Over the last several years that I've been working with business owners, entrepreneurs and those seeking to begin their own businesses, there seems to have been an underlying theme revolving around leadership. I recently wrote an article ("The Meaning and Essence of Business Leadership") and thought it would be beneficial to continue this topic with the focus on Social Responsibility. We know leaders are not made; nor are they "born," even though there are individuals who seem to exude all the necessary qualities that make a great leader and are therefore are referred to "born leaders." But what is this sought-after set of skills and abilities that makes you a great leader, and do you possess the desire to become a great leader? If you are asking yourself these questions (as well as can you do if you want to acquire these leadership skills not just from a business perspective but possibly from a personal one), read on.

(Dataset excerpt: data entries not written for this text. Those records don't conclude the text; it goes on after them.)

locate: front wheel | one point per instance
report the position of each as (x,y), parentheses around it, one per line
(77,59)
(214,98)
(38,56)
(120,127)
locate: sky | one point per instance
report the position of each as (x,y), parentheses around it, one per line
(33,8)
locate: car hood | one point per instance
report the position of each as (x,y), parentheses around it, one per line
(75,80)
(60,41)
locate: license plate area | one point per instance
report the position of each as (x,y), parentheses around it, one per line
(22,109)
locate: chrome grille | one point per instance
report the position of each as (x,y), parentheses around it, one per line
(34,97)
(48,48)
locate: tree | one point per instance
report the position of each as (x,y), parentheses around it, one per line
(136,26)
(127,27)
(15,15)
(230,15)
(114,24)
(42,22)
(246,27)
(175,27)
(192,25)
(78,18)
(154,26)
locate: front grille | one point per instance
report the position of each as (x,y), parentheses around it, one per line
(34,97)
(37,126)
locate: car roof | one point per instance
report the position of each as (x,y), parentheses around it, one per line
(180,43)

The first quality is respect; individuals can easily look up to and respect you as a leader if you respect them. Their respect will be based on your ability to communicate easily and compassionately your expectations of them. This is the second quality of a great leader: being a compassionate communicator. Within your mutual respect, your communication style will be inspiring. Those whom you lead will feel empowered by you to step out and up into their reaching for their goals—one of which will be to "please" you and to live up to your expectations. So the third quality is being able to inspire those who follow you. Now that we’ve covered three qualities that support being a great leader, let’s look at what might be another quality on which we often focus and talk about less but is nevertheless equally (if not more) important; that is, business leadership is based on social responsiveness.

But what is "Social Responsiveness?" How does business leadership encompass it? Social responsiveness essentially means that as a leader in business you are not only concerned with making profit but you also focus on being responsible for social development. It is not all about how smartly and wisely you can lead the world but also that you are not ignoring the values such as decency, integrity and simple morality of those who follow. Being socially responsive means adjusting your decision-making strategies to be in alignment with your values and morals while also respecting the values of your employees, customers and business associates –better known as your stakeholders. This will fulfill your stakeholders both personally and professionally and let them know how your decisions affect the others around you, which empowers you to be socially responsible. This doesn’t mean you are always saying "yes" or trying to please everyone, but it does mean you're willing to earn a little profit to support the greater good.

Business leaders who are in alignment with their values and morals have accepted their social responsibility (and as a result improve their bottom lines), have a more grounded employee base, and enjoy increased respect of their decisions. As their respect grows, so too does their loyalty of the stakeholders. Customers today are better connected than they were a decade ago, and they use these connections to get recommendations, give referrals and learn about the social consciousness of a business and its management team. Initially embracing your social responsibility as a leader may provide more challenges than you think, and working through these challenges will allow your business to be stronger and more competitive while allowing you to grow and truly become the leader you desire to be.

When it comes to business leadership and social responsibility, it is not only about making the "touchy-feely" decisions. Remember that a good and genuine business leader knows how to lead by integrating business and social relations together, thus making sure the business decisions made are in the best interest of every individual and not only for the business itself.